Em 1949, após a vitória da Revolução Chinesa, Mao Tse Tung se dirigiu a Moscou para interagir com Stalin e acertar a cooperação russo-chinesa subsequente. Os acordos foram amplos e abrangiam, entre outros, os campos político, científico-tecnológico e militar. Em face do lançamento das bombas atômicas em Hiroshima e Nagasaki, no próximo Japão, aos chineses interessavam o desenvolvimento nuclear. Por essa razão, um dos pontos do acordo militar envolvia a produção de bomba atômica. Mao obteve de Stalin a promessa de fornecimento de uma bomba de urânio para explosão experimental e obtenção imediata de dados que poderiam levar até uma década de estudos convencionais. Em 1958, Krushev foi a Pequim e diante da cobrança do fornecimento do artefato nuclear, negou-se a cumprir o acordo. Então, os chineses riram. Eles empreenderam um projeto nuclear paralelo secreto, com efetividade potencializada pela interação com os russos. Em consequência, os chineses obtiveram sua bomba atômica de fissão (com urânio ou plutônio) e, em seguida, obtiveram a bomba de fusão (com hidrogênio) — centenas de vezes mais potente do que a de fissão. Enfatize-se que dentre os países que detém esses dois tipos de artefatos nucleares — Estados Unidos, antiga URSS, França, Inglaterra e China — os chineses levaram menos tempo para passar da bomba de plutônio (ou urânio) para a de hidrogênio.

Os dados atuais relativos à evolução econômica (em que se constata que a economia chinesa está próxima da dimensão da economia americana) e ao desenvolvimento de tecnologia militar e ampliação do poder bélico, associados com os alicerces de conduta estratégica do passado, conferem à China uma condição privilegiada para o exercício de liderança regional ou mundial. Ademais, a interação com os chineses se constitui em desafio e mesmo risco, especialmente, pela consciência de grandeza que norteia as abordagens e empreendimentos políticos e estratégicos chineses.

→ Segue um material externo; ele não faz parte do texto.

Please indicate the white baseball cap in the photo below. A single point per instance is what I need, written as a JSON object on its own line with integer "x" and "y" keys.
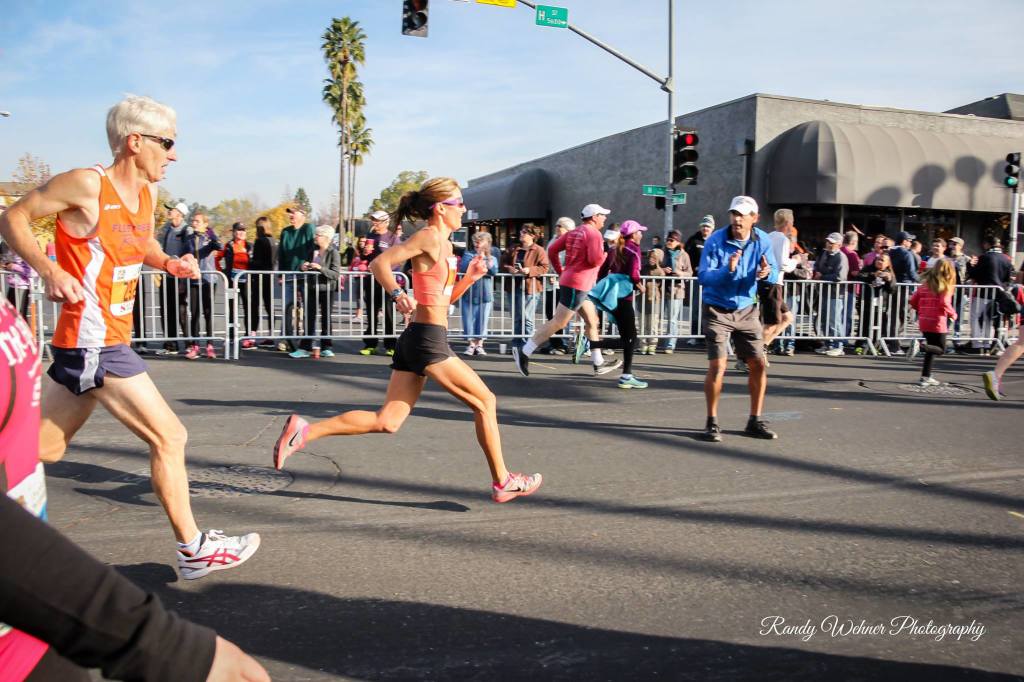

A China encontra no Brasil ambiente e materialização de suas demandas básicas, que podem ser sintetizadas em base territorial (por meio da compra de propriedades), a demanda por alimentos (absolutamente requeridos por uma bilionária população) e a consequente necessidade de infraestrutura (para a satisfação das necessidades prementes).

Nesse contexto, a concessão por parte de governadores de Estado de vantagens para os chineses, especialmente nos três campos mais relevantes (alimentos, propriedades rurais e infraestrutura) revelam atitude e abordagem plena de desqualificação estratégica e ignorância no sentido de que as autoridades brasileiras devem estar atentas e agirem no sentido de preservar os elevados interesses brasileiros em qualquer interação, associação ou negociação com os chineses.